When Texas Supreme Court Chief Justice Nathan Hecht uttered those words during a 2017 joint meeting of the state House and Senate, he was illustrating a two-pronged problem with the state’s bail system: we jail too many people simply because they can’t afford their freedom, and we don’t keep enough people in jail who threaten our safety.
As an example of the latter, Hecht cited the tragic murder of Damon Allen, a Texas highway state trooper. Allen was killed when the driver of a car he pulled over for speeding on I-45 fired at him with a rifle. The man who shot him that day (he was later convicted of capital murder for the offense) had been freed on a felony money bond for assaulting a sheriff’s deputy.
Tragedies like this, combined with a national surge in crime since the COVID-19 pandemic, and a flurry of local headlines highlighting a spate of violent, repeat offenders back out on the streets after making bail, have furnished a narrative among tough-on-crime commentators and politicians that judges in Texas currently wield too much discretion over bond decisions. In fact, the opposite is true. Judges in Texas are constrained by the state Constitution, which guarantees that very few people can be denied bail initially unless they are charged with capital murder. Defendants with substantial resources, such as the infamous example of multi-millionaire Robert Durst, can secure their release even when high bond amounts are set.
The Legislature has plans to change that. A bipartisan measure, known as Senate Joint Resolution 44, sponsored by state Sen. Joan Huffman, a Houston Republican, would amend the state Constitution to allow judges to deny bail for those accused of murder as well as other “major offenses,” including kidnapping, robbery, sexual assault and assault with a deadly weapon. It would also apply to defendants charged with repeated human trafficking offenses.
If the amendment, which has already cleared the state Senate 30-1, wins the support of twothirds of the House, it would be placed on the statewide November ballot for voters to decide if the constitutional change is warranted.

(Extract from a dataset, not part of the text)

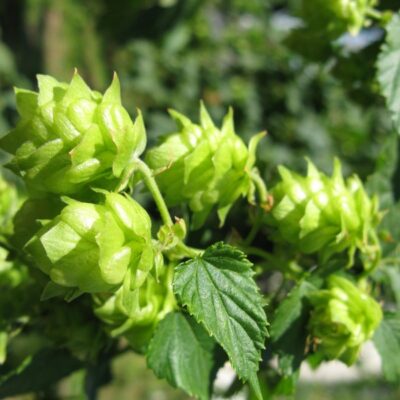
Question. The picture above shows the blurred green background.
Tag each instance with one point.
(171, 54)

If voters approve the amendment, the pre-trial system would look something like this: within 72 hours of a qualifying criminal case being filed, prosecutors seeking to deny bail would be forced during a hearing to show actual, physical evidence — not an offense report, not a probable cause statement, not a proffer to present exhibits at trial for immediate acceptance or rejection — that a defendant is a public safety threat. A magistrate or judge would then decide whether to grant or deny bail. That judge would have to appoint a lawyer for a defendant who doesn’t have one at the hearing. The judge would also have to issue a written opinion explaining the reasoning for denying bail. And a judge who decides to grant bail must apply the “least restrictive” conditions possible to ensure that the defendant would make their next court appearance.
Previous versions of this proposed amendment failed to clear the House two years ago, when the Legislature last met, and it’s yet unclear whether the proposal’s language has been altered enough to win the requisite support of House Democrats. Opponents of the measure argue only a small subset of defendants accused of violent crimes go on to commit new offenses and that the overhaul would invite abuses and unjust confinement based on prejudice. Currently, they argue, judges can set strict bond conditions and employ tools such as ankle monitors to protect the public and ensure defendants don’t miss court dates.

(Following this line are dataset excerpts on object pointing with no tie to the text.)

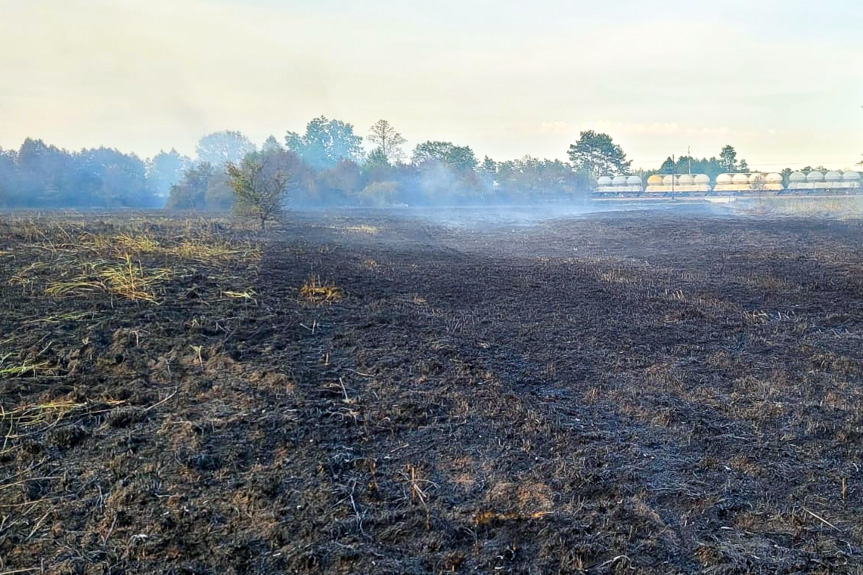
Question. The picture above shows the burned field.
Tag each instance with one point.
(370, 394)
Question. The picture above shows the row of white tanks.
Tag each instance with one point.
(752, 182)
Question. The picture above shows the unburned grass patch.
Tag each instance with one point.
(316, 291)
(128, 280)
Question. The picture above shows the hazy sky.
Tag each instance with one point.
(781, 80)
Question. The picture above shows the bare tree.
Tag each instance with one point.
(259, 192)
(389, 141)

This board has called for such a change to the Constitution that would allow more truly dangerous people to be held without bond. We believe Huffman’s proposal is both tough and smart on crime. On its own, it would protect public safety while also maintaining critical guardrails for defendants’ due process rights. We urge the House to pass it before the end of the legislative session and allow voters to have the final say this fall.
Even with this change, however, the Legislature’s work on criminal justice and public safety is not complete. The state needs more criminal courts to move cases forward, more funding for pretrial services and more restrictions on bail bondsmen who undercut judges’ bond decisions by allowing defendants to pay a minimal percentage of the amount required for release.
One constitutional amendment won’t instantly make us safer. In a perfect world, lawmakers would mirror states such as Illinois and eliminate cash bail altogether, moving Texas closer to a criminal justice system where people aren’t detained simply because they can’t afford not to be. Anyone who cares about respecting basic rights and keeping our communities safe should be support reforms that prevent those unjust detentions and keep those who truly pose imminent threats behind bars.